Die Parameter, die stimmen müssen damit es den Menschen in ihrem Land gefällt, sind nicht schwer zu definieren. Vor allem bei der anwachsende Gruppe der alten Menschen. „Wenn die Rente gesichert ist, können die Leute positiv nach vorne schauen.“ Vom viel, aber zumeist spöttisch zitierten Blümschen Ausspruch „Die Renten sind sicher“ gibt es für ihn bis heute nichts zurückzunehmen.
Keine der Parteien konnte die Krisenstimmung der jüngsten Jahre so recht für sich nutzen, wundert sich Hofmann. „Es gibt eine Nivellierung des Kampfgeländes, die Parteien sind scheinbar austauschbar.“ Seine Partei sieht er in dieser Situation noch am ehesten im Vorteil, weil sie über eine „alles dominierende Person“ verfügt, Parteichefin und Bundeskanzlerin Angela Merkel.
Viele Beobachter beschreiben Merkels Handeln besonders in der derzeit so gefragten Europapolitk als zögerlich, wenig von Grundsätzen geleitet und ein wenig an den Aussitzkanzler Helmut Kohl erinnernd. Klaus Hofmann outet sich dagegen in Bischofsheim als glühender Verehrer des internationalen Formats, das die Bundeskanzlerin an den Tag lege. „Hinter ihrem Handeln steckt logisches Verhalten.“ Zusammen mit Finanzminister Wolfgang Schäuble bereite Merkel Deutschland derzeit auf das kommende Zeitalter vor und gestalte damit „auf einzigartige Weise“. Im Ausland habe sie hohes Ansehen gewonnen, gelte als mächtigste Frau der Welt. Selbst die Franzosen etwa pflegen ein zunehmend positives Bild von ihr – und das soll etwas heißen.

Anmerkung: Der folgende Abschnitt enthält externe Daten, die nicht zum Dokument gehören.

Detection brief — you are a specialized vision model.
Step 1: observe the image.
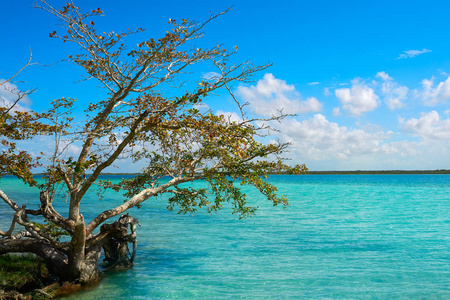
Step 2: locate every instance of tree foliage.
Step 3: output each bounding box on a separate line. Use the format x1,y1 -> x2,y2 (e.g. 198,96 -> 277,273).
0,1 -> 306,282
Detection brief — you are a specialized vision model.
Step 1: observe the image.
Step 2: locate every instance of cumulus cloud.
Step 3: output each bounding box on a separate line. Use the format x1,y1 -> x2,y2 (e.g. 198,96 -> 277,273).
280,114 -> 397,161
415,76 -> 450,106
0,79 -> 32,111
399,111 -> 450,140
397,48 -> 431,59
335,80 -> 378,116
216,110 -> 242,122
202,72 -> 221,80
237,73 -> 322,117
376,72 -> 409,110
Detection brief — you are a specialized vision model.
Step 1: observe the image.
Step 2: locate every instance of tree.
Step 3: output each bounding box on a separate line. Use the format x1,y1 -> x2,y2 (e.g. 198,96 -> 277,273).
0,0 -> 306,283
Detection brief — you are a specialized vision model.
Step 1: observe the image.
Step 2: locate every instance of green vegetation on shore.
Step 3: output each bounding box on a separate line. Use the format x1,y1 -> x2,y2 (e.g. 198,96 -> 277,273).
29,169 -> 450,176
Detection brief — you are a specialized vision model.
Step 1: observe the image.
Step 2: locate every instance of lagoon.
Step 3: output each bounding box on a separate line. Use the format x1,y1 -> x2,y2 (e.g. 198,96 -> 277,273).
0,175 -> 450,299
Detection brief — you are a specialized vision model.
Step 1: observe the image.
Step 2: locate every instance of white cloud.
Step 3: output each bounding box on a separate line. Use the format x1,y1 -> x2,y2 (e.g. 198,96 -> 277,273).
415,76 -> 450,106
335,80 -> 378,116
0,79 -> 32,111
237,73 -> 322,117
397,48 -> 431,59
376,72 -> 409,110
280,114 -> 396,161
333,107 -> 341,116
399,111 -> 450,140
202,72 -> 221,80
298,97 -> 323,114
216,110 -> 242,122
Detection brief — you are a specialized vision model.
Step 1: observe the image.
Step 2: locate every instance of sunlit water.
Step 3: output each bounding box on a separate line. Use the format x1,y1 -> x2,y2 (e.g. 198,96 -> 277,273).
0,175 -> 450,299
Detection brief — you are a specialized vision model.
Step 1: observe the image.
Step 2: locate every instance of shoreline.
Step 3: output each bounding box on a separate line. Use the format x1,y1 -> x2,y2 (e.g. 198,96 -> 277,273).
22,169 -> 450,176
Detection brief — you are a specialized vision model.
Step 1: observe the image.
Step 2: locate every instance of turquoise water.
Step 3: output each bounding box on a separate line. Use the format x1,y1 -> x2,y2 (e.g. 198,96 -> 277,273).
0,175 -> 450,299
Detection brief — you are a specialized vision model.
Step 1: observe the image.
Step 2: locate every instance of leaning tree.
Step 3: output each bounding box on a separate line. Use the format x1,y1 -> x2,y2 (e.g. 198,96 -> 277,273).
0,0 -> 306,283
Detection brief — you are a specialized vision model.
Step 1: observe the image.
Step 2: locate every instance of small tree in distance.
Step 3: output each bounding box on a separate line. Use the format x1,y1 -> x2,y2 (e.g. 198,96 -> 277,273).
0,0 -> 306,283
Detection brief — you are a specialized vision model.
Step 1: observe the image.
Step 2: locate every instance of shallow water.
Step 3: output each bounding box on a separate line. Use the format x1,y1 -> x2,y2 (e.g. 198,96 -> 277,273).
0,175 -> 450,299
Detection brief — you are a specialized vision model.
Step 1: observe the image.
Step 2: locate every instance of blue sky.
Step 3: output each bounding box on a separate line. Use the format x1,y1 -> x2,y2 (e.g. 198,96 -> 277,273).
0,0 -> 450,171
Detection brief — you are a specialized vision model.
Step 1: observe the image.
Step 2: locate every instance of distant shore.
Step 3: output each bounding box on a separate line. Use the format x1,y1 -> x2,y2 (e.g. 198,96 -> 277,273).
22,169 -> 450,176
307,169 -> 450,175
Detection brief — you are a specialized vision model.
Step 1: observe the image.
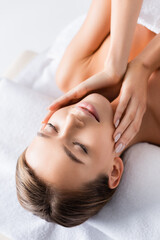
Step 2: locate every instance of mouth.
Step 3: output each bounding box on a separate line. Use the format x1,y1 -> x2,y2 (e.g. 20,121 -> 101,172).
76,102 -> 100,122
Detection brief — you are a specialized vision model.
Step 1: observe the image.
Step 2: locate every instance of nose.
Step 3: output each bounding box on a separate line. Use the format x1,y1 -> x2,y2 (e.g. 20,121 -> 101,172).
59,112 -> 84,138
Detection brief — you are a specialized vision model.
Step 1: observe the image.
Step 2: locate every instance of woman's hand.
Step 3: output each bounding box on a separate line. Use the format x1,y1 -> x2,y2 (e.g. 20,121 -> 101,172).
42,70 -> 120,127
113,60 -> 149,152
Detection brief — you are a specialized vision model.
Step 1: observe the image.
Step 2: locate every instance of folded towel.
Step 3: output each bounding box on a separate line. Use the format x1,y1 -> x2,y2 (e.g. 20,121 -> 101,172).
0,79 -> 160,240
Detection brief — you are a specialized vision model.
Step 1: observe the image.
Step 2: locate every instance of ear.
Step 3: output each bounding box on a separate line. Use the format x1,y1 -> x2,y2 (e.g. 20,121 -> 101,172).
108,157 -> 124,189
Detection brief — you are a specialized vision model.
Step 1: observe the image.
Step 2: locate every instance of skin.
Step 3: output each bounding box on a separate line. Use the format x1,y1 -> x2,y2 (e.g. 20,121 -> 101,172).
26,0 -> 160,189
26,93 -> 123,189
26,71 -> 160,190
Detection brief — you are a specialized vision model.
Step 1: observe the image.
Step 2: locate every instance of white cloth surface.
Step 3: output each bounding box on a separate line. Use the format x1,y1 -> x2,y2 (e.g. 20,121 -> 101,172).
137,0 -> 160,34
0,12 -> 160,240
0,79 -> 160,240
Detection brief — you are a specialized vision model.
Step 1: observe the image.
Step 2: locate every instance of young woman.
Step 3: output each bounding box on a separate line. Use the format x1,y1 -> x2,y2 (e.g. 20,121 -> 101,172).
16,1 -> 160,227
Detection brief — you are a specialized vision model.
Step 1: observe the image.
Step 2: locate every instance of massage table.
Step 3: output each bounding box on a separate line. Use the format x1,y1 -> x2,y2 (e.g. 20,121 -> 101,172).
0,15 -> 160,240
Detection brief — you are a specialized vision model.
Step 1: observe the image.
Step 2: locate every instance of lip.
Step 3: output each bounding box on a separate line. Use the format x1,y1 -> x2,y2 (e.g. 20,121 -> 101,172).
76,102 -> 100,122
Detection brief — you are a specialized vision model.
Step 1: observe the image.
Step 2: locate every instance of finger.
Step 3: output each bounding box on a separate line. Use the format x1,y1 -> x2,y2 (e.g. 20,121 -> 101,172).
113,89 -> 131,128
48,87 -> 82,111
115,108 -> 145,152
113,99 -> 138,141
42,111 -> 53,123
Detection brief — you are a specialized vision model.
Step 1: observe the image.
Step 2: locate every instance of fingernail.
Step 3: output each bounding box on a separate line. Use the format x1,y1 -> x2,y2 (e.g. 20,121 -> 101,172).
115,143 -> 124,153
114,133 -> 121,143
115,119 -> 119,128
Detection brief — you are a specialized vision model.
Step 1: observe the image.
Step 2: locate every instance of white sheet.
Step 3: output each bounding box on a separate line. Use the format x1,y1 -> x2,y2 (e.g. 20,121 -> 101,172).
0,79 -> 160,240
0,14 -> 160,240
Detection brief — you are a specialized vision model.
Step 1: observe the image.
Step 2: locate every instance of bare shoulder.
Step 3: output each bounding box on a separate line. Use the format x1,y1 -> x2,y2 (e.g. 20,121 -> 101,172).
147,70 -> 160,126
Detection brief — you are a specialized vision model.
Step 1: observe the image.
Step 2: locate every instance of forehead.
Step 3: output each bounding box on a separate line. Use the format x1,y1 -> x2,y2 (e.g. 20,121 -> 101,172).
26,137 -> 91,189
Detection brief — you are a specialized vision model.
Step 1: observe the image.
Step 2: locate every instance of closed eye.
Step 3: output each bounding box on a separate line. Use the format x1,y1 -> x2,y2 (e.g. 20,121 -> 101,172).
47,123 -> 88,154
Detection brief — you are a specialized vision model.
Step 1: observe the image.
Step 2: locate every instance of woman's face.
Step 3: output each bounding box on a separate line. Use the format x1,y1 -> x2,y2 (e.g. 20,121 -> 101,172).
26,93 -> 123,189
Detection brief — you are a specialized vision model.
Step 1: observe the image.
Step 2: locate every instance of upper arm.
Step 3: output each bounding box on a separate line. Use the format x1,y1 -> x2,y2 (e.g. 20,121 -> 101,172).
65,0 -> 111,59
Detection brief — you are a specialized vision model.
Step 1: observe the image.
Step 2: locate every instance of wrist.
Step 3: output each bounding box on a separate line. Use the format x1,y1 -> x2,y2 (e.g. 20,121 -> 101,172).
129,57 -> 153,77
103,58 -> 127,83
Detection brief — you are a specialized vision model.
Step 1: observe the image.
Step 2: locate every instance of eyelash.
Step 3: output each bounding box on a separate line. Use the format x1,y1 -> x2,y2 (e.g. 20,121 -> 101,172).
47,123 -> 88,154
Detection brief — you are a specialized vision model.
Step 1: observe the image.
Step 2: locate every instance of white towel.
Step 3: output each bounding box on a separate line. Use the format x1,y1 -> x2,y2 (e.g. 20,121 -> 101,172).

Ein Zukunftsthema, dem sich Hofmann stark verschrieben hat, ist die Energiewende. Nicht nur als Vertreter eines in der Solartechnologie engagierten Konzerns vertritt er in seiner Partei einen energiepolitischen Kurs, mit dem sich die CDU lange schwer tat. Aber nicht nur Ökopaxe, sondern auch Wirtschaftsstrategen fordern inzwischen vehement die Konzentration auf den Ausbau der Erneuerbaren Energieerzeugung als den Technologie- und Wachstumsmarkt der nächsten Jahre und vielleicht Jahrzehnte.
Die Zögerlichkeit, mit der die westlichen Industriestaaten diese Herausforderung annehmen, kritisiert Hofmann, sieht dies freilich aber auch als Preis einer freiheitlichen demokratischen Wirtschaftsordnung. Dass in den USA die Republikaner im Lobbykampf für die Atomindustrie nicht davor zurückschreckten, ein Foto eines ausgebrannten Elektroautos einzusetzen um diese Zukunftstechnologie gezielt zu diskreditieren, geht Hofmann aber nicht in den Sinn. Zumal das betroffene Auto, ein Chevrolet Volt, auch noch ein amerikanisches Produkt ist: „Da wird General Motors gegen Obama instrumentalisiert.“
Die Einleitung der Energiewende sei auch in Deutschland ein Prozess, der lange Zeit stärker von Bürgern und Stadtwerken angegangen worden sei als von der Politik. Dass sich möglicherweise unsere Wirtschaftsordnung schwer tut, adäquat auf die Herausforderungen zu reagieren, werde auch bei der Finanzkrise deutlich. Das kapitalistische System passe in seiner jetzigen Form nicht mehr in die heutige Welt, hat kürzlich der Begründer des Weltwirtschaftsforums, Klaus Schwab, im Zusammenhang mit der Krise der Finanzsysteme geäußert. „Der Kapitalismus ist offenbar nicht mehr wie früher selbstheilend, und er braucht eventuell die Demokratie nicht mehr“, erläutert Hofmann die derzeit diskutierten Thesen. 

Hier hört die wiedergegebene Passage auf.